I stared with utter concentration at the blonde ponytail of the girl in front of me, copying her every tricept and bootie flex. My efforts proved to be futile as I was greeted by my drunkard reflection flinging its leg in the air. I could hear my hips popping in fury with every botma I attempted to do. Following the painful leg lifts and confusing numbers that apparently had correlating foot positions, we did across the floors. Think of the most embarrassing thing you have ever done and then do it repeatedly across a floor with a partner and an expert audience, three words: AY DE MI. And to top it off, here is my teacher explaining the sequence in practically a different language, "tombe pata bu ray glishad granshatay!" ...For the love of dance, Give a home girl a break!

Moral of the story, the first day of ballet proved to be just as hard as it looks.

Even though it was frustrating and I held back tears on 3 seperate occasions during the hour session tonight, I know that this is going to be worth it.
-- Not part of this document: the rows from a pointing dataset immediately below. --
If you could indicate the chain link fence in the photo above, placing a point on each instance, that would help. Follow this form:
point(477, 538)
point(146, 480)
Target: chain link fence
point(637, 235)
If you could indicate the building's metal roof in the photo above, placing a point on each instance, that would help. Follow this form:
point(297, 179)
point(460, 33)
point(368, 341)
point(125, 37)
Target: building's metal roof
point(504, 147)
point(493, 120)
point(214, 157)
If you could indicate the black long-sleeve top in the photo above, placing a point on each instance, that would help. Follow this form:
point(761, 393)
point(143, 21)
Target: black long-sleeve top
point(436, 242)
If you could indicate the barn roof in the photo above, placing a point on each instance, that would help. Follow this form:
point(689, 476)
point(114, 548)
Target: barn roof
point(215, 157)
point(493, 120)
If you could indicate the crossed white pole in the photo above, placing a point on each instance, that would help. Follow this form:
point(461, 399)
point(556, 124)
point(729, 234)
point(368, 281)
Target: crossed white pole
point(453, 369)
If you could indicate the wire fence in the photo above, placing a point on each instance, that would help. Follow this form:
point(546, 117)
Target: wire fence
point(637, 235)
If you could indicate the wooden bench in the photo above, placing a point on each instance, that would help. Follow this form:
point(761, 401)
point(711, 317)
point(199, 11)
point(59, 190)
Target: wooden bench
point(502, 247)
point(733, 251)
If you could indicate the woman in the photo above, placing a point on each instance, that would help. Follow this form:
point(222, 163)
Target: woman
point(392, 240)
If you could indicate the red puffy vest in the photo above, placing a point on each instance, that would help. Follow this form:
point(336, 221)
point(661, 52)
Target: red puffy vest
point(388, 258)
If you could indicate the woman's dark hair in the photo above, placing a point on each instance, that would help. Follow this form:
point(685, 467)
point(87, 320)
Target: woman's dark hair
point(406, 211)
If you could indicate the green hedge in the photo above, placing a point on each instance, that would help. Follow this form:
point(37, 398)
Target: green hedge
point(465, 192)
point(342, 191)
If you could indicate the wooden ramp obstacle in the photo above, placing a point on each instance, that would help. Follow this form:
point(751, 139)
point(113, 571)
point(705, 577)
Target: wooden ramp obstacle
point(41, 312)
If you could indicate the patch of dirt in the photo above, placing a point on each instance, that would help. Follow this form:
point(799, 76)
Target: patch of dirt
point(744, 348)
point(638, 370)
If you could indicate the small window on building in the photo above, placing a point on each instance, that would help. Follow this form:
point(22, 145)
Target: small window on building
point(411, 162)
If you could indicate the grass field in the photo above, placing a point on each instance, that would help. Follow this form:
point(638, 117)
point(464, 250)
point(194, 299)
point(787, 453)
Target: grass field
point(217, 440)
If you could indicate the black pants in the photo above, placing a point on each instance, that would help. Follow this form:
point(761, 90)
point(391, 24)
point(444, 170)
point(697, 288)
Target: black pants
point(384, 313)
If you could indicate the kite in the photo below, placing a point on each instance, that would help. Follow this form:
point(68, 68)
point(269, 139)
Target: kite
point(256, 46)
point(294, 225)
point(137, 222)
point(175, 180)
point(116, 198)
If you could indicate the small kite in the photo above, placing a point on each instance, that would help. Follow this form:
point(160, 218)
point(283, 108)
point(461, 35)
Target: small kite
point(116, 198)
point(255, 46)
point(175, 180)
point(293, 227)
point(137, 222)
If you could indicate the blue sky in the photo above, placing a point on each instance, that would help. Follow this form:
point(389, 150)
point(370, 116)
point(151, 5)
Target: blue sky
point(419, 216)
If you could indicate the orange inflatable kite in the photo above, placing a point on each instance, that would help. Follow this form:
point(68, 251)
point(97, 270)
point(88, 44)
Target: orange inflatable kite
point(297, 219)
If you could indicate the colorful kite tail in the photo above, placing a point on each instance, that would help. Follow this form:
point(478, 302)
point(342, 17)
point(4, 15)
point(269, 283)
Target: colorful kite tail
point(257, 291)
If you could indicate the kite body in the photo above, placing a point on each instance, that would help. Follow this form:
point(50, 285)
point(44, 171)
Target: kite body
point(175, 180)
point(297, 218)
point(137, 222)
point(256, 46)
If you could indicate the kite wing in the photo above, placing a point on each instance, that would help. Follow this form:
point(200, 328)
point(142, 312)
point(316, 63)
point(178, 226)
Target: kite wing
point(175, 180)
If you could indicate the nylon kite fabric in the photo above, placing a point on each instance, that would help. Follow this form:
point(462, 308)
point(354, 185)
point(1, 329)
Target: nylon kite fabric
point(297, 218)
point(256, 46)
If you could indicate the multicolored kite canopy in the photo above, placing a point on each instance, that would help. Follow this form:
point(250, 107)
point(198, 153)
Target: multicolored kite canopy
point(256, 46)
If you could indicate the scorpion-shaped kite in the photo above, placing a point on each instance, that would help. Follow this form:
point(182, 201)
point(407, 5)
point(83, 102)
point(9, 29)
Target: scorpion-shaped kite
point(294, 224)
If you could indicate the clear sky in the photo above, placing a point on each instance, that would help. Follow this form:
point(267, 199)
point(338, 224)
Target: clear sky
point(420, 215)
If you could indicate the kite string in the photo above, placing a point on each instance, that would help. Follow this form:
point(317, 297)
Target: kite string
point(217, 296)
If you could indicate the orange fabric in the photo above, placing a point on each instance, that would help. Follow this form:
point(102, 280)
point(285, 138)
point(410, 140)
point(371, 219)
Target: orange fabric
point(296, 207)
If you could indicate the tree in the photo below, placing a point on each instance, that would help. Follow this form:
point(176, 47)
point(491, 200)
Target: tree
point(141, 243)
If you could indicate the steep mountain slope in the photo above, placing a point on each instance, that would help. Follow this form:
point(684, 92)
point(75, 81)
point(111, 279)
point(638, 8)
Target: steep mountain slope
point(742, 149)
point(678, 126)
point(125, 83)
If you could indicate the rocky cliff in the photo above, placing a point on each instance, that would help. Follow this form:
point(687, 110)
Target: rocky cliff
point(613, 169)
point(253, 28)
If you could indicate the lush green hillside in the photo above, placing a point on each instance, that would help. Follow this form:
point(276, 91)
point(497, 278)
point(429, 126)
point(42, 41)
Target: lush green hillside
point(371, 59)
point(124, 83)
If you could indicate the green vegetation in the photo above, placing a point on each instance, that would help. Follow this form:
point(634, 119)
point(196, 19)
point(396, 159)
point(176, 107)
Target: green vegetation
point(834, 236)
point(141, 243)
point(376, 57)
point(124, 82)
I am not a ballerina. I don't like ballet, I don't do ballet, I don't want to do ballet, but I need to and I know I will get better. I'm going to practice this week and hopefully by next Tuesday I’ll be able to master the 5th, 5th, 5th, 5th, 2nd, 5th, 4th, 5th, 4th, 4th, 2nd, 4th, somethin’...somethin’...somethin’...sequence just as well as blonde ponytail girl in front of me. Pray for me!